Azure Data Lake Storage Gen2 (Blob)
What is Data Lake Storage?
Azure Data Lake Storage (ADLS) Gen2 combines the capabilities of Azure Blob storage with a hierarchical namespace. It provides massive scale, secure, and cost‑effective storage for analytics workloads.
- Unlimited storage capacity
- High throughput and low latency
- Fine‑grained security with POSIX ACLs
- Seamless integration with Azure analytics services
Getting Started
Follow the steps below to create a Data Lake Storage account and upload data using Azure CLI.
# Create a resource group
az group create --name myResourceGroup --location eastus
# Create a storage account with hierarchical namespace enabled
az storage account create \
--name mystorageaccount \
--resource-group myResourceGroup \
--location eastus \
--sku Standard_LRS \
--kind StorageV2 \
--hierarchical-namespace true
# Create a filesystem (container)
az storage container create \
--account-name mystorageaccount \
--name myfilesystem
# Upload a file
az storage blob upload \
--account-name mystorageaccount \
--container-name myfilesystem \
--name data/sample.csv \
--file ./sample.csv
Key Concepts
| Concept | Description |
|---|---|
| Filesystem | Top‑level container that holds directories and files. |
| Directory | Virtual folder that can contain files and sub‑directories. |
| File | Blob stored inside a filesystem; supports operations like append, flush, and lease. |
| Hierarchical Namespace | Enables atomic directory operations and POSIX‑like ACLs. |
| Access Tiers | Hot, Cool, and Archive tiers for cost‑optimized storage. |
Code Sample: Python SDK
from azure.storage.filedatalake import DataLakeServiceClient
service = DataLakeServiceClient(account_url="https://mystorageaccount.dfs.core.windows.net", credential="")
file_system_client = service.get_file_system_client(file_system="myfilesystem")
# Create a directory
directory_client = file_system_client.get_directory_client("logs/2025")

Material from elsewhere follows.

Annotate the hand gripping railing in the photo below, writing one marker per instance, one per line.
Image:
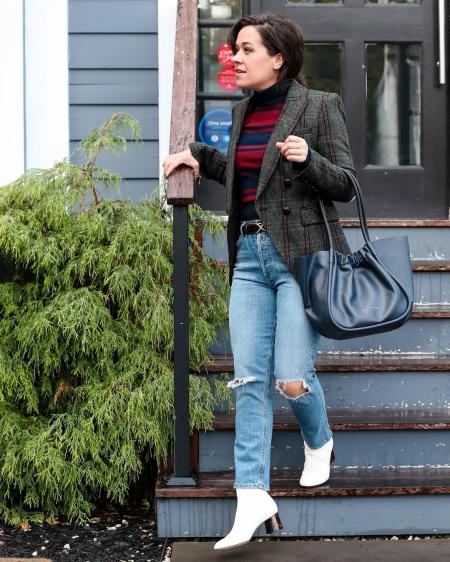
(180, 194)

directory_client.create_directory()
# Upload a file
file_client = directory_client.get_file_client("app.log")
with open("app.log", "rb") as data:
file_client.upload_data(data, overwrite=True)
print("Upload complete")
Best Practices
- Enable hierarchical namespace for new accounts.
- Use Azure Role‑Based Access Control (RBAC) combined with ACLs for fine‑grained security.
- Leverage lifecycle management policies to automatically transition data to lower‑cost tiers.
- Store data in region‑specific accounts to reduce latency for analytics workloads.
- Monitor storage metrics and set alerts for anomalous activity.